Biggie, I think that the value of the of the Argentinians' investment will not grow without their taking some risk. They have been protected on the way down by the changing of their conversion rate. Blackham said that he thought the return on the mid-range hotels had a good delta over the cost of capital so that the being able to raise capital was a key factor. Converting the class c preferred would allow some more borrowing which would increase earnings which would allow CDOR to pay dividends, raise capital and make everyone happy. I think that Elsztain is torn between actually sacrificing something for the common good (anathema) and saving the company and his ego. Time is against the status quo. The company's cost structure is that of a much larger company. The company either needs to get larger or cut its overhead dramatically. There is a value (and a cost) of being a public company. The cost of reporting, etc. is very high for a very small company. The value is the ability to access the capital markets. CDOR is suffering from the cost of being public without being able to benefit from the value.
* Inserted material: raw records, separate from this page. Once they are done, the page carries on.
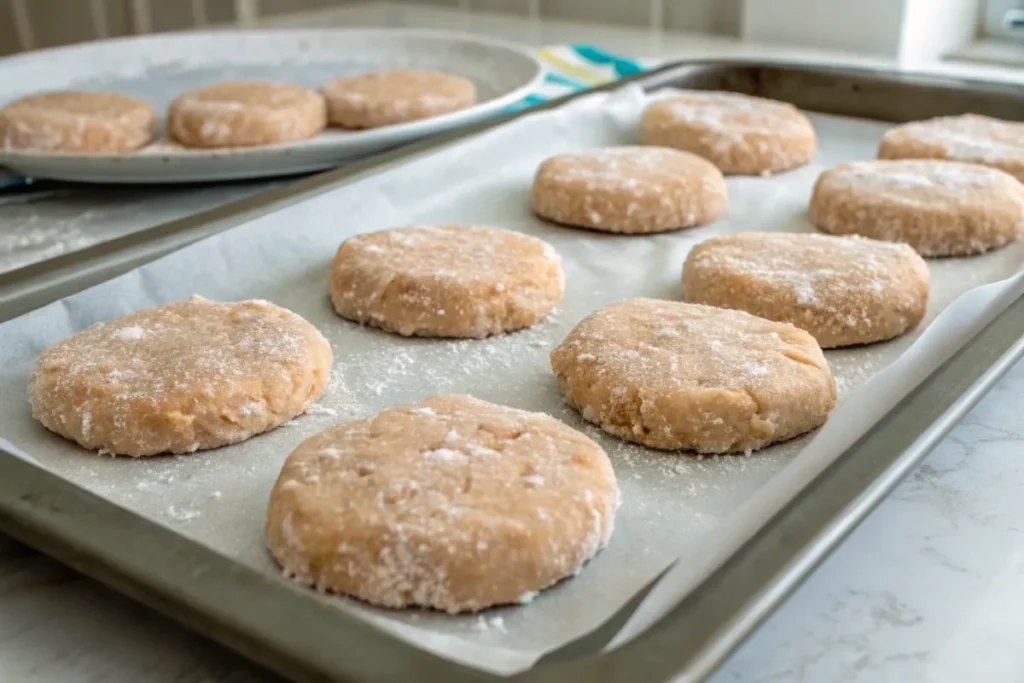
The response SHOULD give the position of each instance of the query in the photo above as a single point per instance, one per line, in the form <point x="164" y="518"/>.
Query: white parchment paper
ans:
<point x="675" y="506"/>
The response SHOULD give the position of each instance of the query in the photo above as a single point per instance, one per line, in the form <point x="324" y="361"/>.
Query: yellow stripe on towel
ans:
<point x="569" y="69"/>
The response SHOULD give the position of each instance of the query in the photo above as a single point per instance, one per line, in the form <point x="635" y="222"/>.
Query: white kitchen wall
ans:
<point x="909" y="30"/>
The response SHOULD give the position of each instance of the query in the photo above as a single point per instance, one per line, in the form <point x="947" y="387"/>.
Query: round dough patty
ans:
<point x="454" y="504"/>
<point x="844" y="291"/>
<point x="445" y="281"/>
<point x="973" y="138"/>
<point x="672" y="375"/>
<point x="939" y="208"/>
<point x="241" y="114"/>
<point x="388" y="97"/>
<point x="740" y="134"/>
<point x="77" y="122"/>
<point x="629" y="189"/>
<point x="180" y="378"/>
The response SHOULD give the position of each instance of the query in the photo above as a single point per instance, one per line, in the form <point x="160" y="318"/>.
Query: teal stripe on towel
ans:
<point x="622" y="66"/>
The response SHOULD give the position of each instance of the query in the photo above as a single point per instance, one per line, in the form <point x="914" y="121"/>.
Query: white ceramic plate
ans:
<point x="158" y="68"/>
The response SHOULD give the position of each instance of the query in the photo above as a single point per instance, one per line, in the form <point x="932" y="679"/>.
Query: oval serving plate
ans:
<point x="159" y="67"/>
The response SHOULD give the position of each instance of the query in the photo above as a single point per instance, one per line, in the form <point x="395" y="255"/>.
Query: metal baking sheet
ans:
<point x="675" y="506"/>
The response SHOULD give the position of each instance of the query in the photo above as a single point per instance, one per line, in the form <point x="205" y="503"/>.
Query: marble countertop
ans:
<point x="930" y="588"/>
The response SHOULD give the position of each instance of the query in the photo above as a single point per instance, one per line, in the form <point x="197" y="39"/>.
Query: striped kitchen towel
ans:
<point x="572" y="68"/>
<point x="567" y="69"/>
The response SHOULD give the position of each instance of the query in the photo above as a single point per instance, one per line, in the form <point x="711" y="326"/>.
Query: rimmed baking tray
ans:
<point x="300" y="635"/>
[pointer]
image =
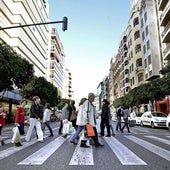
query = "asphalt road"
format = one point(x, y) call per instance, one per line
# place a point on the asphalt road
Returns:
point(142, 149)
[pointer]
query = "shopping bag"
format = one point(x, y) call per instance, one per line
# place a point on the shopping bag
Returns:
point(16, 135)
point(89, 131)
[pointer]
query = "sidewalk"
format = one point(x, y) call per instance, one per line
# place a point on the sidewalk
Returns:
point(8, 127)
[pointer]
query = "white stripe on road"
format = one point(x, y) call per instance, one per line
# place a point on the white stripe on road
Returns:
point(82, 156)
point(126, 156)
point(151, 147)
point(159, 139)
point(7, 152)
point(39, 157)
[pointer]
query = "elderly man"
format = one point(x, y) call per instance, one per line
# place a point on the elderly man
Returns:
point(89, 110)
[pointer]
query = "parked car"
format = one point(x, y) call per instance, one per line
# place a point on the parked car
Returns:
point(168, 122)
point(153, 119)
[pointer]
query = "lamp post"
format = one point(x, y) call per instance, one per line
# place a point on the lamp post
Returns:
point(64, 24)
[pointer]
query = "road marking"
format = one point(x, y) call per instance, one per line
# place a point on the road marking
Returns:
point(166, 141)
point(39, 157)
point(82, 156)
point(125, 155)
point(151, 147)
point(7, 152)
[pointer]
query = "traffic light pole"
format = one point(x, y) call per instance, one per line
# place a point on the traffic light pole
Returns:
point(64, 22)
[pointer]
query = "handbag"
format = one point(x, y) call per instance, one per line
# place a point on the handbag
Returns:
point(89, 131)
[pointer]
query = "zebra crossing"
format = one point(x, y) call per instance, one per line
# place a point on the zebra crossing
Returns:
point(85, 156)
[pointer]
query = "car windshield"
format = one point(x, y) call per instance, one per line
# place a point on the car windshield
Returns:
point(159, 114)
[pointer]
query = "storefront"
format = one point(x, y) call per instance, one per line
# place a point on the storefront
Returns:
point(9, 100)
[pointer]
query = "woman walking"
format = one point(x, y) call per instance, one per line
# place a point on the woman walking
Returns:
point(2, 123)
point(47, 117)
point(20, 117)
point(35, 114)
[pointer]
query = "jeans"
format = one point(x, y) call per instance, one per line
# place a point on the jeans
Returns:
point(118, 126)
point(75, 136)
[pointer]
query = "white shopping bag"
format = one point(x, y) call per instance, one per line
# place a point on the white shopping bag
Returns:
point(16, 135)
point(67, 127)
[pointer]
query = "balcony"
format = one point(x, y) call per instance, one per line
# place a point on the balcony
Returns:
point(162, 4)
point(166, 34)
point(165, 16)
point(166, 53)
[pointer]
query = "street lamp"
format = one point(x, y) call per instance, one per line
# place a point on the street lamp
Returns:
point(64, 24)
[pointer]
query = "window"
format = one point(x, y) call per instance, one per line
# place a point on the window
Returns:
point(140, 77)
point(142, 22)
point(143, 35)
point(144, 49)
point(136, 35)
point(138, 48)
point(135, 22)
point(145, 63)
point(145, 17)
point(139, 62)
point(149, 59)
point(148, 45)
point(147, 31)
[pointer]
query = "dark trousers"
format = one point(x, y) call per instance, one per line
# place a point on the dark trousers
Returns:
point(21, 128)
point(48, 126)
point(126, 125)
point(105, 122)
point(95, 138)
point(61, 127)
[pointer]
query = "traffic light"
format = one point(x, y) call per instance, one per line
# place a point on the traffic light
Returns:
point(64, 24)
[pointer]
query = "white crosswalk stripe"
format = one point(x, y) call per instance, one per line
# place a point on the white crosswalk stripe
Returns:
point(126, 156)
point(159, 139)
point(82, 156)
point(151, 147)
point(39, 157)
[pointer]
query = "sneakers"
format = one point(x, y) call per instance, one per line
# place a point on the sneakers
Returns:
point(18, 144)
point(2, 143)
point(98, 144)
point(83, 145)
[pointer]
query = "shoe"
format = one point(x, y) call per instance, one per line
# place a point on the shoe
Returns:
point(2, 143)
point(64, 136)
point(42, 141)
point(98, 144)
point(18, 144)
point(84, 146)
point(73, 142)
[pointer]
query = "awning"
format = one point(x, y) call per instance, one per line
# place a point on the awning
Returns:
point(14, 94)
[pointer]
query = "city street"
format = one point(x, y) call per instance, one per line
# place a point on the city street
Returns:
point(143, 148)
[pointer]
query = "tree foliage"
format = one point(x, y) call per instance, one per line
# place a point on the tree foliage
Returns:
point(14, 70)
point(39, 86)
point(156, 89)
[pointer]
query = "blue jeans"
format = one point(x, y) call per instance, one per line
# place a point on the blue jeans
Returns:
point(118, 126)
point(75, 136)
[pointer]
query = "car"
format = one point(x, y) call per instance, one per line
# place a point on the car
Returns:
point(153, 119)
point(168, 122)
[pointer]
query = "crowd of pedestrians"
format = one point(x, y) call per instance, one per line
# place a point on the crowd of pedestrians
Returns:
point(78, 119)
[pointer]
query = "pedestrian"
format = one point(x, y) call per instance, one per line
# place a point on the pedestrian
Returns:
point(20, 116)
point(2, 123)
point(46, 118)
point(72, 114)
point(119, 116)
point(64, 116)
point(89, 111)
point(126, 115)
point(105, 116)
point(81, 122)
point(35, 114)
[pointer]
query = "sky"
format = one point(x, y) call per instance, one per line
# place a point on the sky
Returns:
point(92, 39)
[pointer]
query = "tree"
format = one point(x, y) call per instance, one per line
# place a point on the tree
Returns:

CDOR is headed for delisting. It can avoid bankruptcy for a long, long time by continuing to not pay its preferred dividends. The only hope of reviving the company is for the Class C preferred to be converted. With that base, new capital can be raised and the plan of becoming a growing owner of mid-market hotels can proceed.
Net proceeds from the sale will be used for general corporate purposes and future acquisitions. Has Condor ever thought of paying its preferred dividends?
The only hope for Condor is for the Class C Preferred shareholder to convert its shares to common stock. If those shares aren't converted none of the other preferreds will be converted. The common stock will never be worth anything unless it can pay a dividend. It can never pay a dividend until the preferred dividends are taken care of.